What and when is the event in October? I should have my setup more than dialed in by then.
 
Another bit of good news. Racing Brake Performance 3 specific rear 2-piece rotor is in the final stage of production. :) ETA another two to three week for shipment. I'm planning a two day track weekend in October at Buttonwillow, plenty of time for me to get this installed plus the sway bar and MPP rear control arms. :D

Got my XT910 rear pads earlier this week, looking forward to the rear rotors coming as well. Front RB rotors with XT910 pads went on last week. Have my next track day coming in August, hoping to see a big improvement over the stock brakes from my first outing.

I'm sure I'll be referencing your pics in this thread when I do the rears.
 
Got my XT910 rear pads earlier this week, looking forward to the rear rotors coming as well.

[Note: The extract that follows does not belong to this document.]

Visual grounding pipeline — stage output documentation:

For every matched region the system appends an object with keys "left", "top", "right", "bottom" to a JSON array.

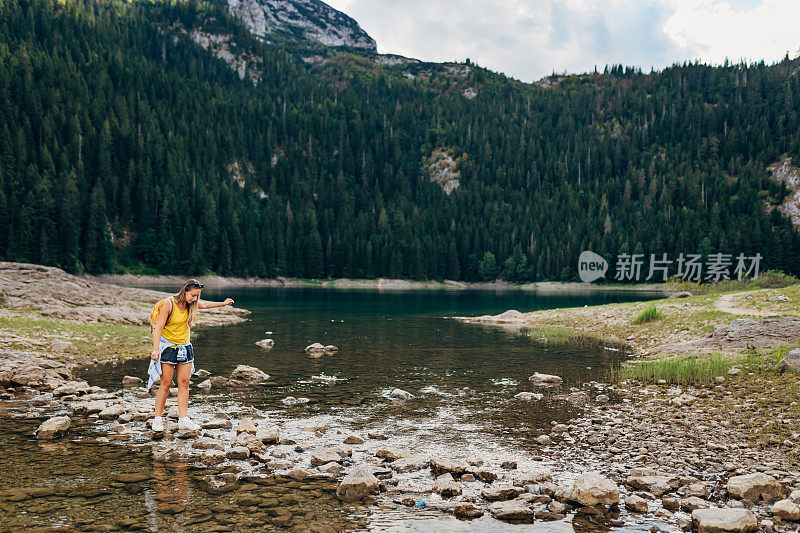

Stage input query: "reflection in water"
[{"left": 148, "top": 459, "right": 190, "bottom": 520}]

Front RB rotors with XT910 pads went on last week. Have my next track day coming in August, hoping to see a big improvement over the stock brakes from my first outing.

I'm sure I'll be referencing your pics in this thread when I do the rears.

I just finish setup my car for Laguna Seca, including XT910 rear. Model 3 has a lot of idiosyncrasies. Will do a write up when I get to my hotel in Salinas later.
 
Where do you buy your super blue? I've mostly been buying Typ 200 for the past several years. In maybe 2015 a mechanic told me that any color for brake fluid besides gold was illegal and super blue was mostly pulled from the market, but I haven't actually tried to buy the blue stuff.

Those parking brake gearboxes also look strikingly similar to Power Wheels gearboxes!
 
Where do you buy your super blue? I've mostly been buying Typ 200 for the past several years. In maybe 2015 a mechanic told me that any color for brake fluid besides gold was illegal and super blue was mostly pulled from the market, but I haven't actually tried to buy the blue stuff.

Those parking brake gearboxes also look strikingly similar to Power Wheels gearboxes!

I had a stockpile of ATE Superblue from before they were banned.